Remember your investment horizon
When you have invested in equity mutual funds, chances are your investment horizon is between five to 10 years. This is because equity mutual funds require a long investment horizon to hedge short-term market volatility and give returns of 12 to 15 percent. When the markets are down and ending the week in the red, it might be natural to get anxious or think that you are losing money. But it is essential to remember that you only lose or gain money when you actually sell your mutual fund units and that this short-term volatility is a part and parcel of equity investments. Like the markets always have, they will recover in the long term.

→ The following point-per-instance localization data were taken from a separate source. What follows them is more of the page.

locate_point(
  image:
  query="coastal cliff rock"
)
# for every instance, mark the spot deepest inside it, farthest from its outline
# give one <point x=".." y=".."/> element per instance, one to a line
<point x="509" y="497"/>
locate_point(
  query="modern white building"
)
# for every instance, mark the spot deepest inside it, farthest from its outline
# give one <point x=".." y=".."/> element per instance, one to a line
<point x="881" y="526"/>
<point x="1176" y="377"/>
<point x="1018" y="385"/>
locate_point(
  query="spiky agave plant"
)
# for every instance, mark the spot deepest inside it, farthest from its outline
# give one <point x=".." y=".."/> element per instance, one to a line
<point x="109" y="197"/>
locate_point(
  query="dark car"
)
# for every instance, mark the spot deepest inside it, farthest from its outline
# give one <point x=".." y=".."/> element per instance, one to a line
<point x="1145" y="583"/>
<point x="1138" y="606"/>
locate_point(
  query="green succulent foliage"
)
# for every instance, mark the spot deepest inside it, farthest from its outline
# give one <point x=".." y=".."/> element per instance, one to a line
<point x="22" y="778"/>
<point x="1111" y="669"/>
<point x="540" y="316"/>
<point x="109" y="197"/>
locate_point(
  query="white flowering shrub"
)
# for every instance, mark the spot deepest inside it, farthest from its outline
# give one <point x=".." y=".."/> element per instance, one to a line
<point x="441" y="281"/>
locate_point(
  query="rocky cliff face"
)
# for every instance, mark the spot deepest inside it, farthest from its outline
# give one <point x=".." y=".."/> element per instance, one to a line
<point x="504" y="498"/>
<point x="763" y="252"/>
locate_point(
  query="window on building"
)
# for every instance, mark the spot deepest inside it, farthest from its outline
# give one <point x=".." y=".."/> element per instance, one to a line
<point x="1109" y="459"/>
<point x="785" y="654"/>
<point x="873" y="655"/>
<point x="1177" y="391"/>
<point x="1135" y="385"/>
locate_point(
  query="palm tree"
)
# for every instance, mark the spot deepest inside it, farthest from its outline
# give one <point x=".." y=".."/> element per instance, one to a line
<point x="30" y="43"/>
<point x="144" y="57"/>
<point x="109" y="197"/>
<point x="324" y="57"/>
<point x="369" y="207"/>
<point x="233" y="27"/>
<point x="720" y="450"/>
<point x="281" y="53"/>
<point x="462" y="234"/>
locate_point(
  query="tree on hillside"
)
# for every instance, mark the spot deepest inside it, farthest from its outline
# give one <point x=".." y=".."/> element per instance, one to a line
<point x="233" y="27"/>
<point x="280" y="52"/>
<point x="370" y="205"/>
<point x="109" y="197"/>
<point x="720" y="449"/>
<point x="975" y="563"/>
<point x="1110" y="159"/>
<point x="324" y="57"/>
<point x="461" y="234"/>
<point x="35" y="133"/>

Hence, another thing to note when it comes to equity mutual fund investments is that you should sell your funds when you are nearing your goals. For instance, if you had a 10-year goal to save for the down payment of your first home, by the eighth year or so, you should start withdrawing your money from equity funds and allocating it to safer instruments. You could invest that money in other types of mutual funds such as debt funds. This is because the closer you are to your financial goals, the less risk appetite you have since your equity funds do not have enough time to recover if markets take a hit. This ensures that you don’t have to sell your investments at a loss for when you need to access your money.
Reconsider your asset allocation
Look at your current investment portfolio. Does it only have equity funds and other equity investments? If that’s the case, then you will have to work on your asset allocation because diversification is the key to hedging market risks. Other asset classes such as debt or fixed-income securities like bonds, gold, etc., are not impacted by the same things that affect stocks. Hence, during times of market volatility, these instruments are considered safe-haven assets. You should ensure that your investment portfolio always has some percentage of debt instruments. Within the equity mutual funds category also, you can consider diversifying by investing in international funds. Investing in markets of other countries could also help as they may not move in tandem with the domestic market.
The proportion of equity and debt in your portfolio will usually depend on your risk tolerance. The more risk you can take, the higher should be the equity proportion. However, during times of uncertainty, when you are worried about your equity mutual funds, your asset allocation may have to be different than usual as your risk tolerance may change. This is also why it is advisable to rebalance your portfolio once a year.
If you have always been an active investor and have sufficient knowledge of the market, you may be able to make such decisions yourself. However, if not, you can also consider consulting a financial advisor who can help you with what moves you should make next – changing asset allocation, picking certain kinds of equity funds over the others, etc.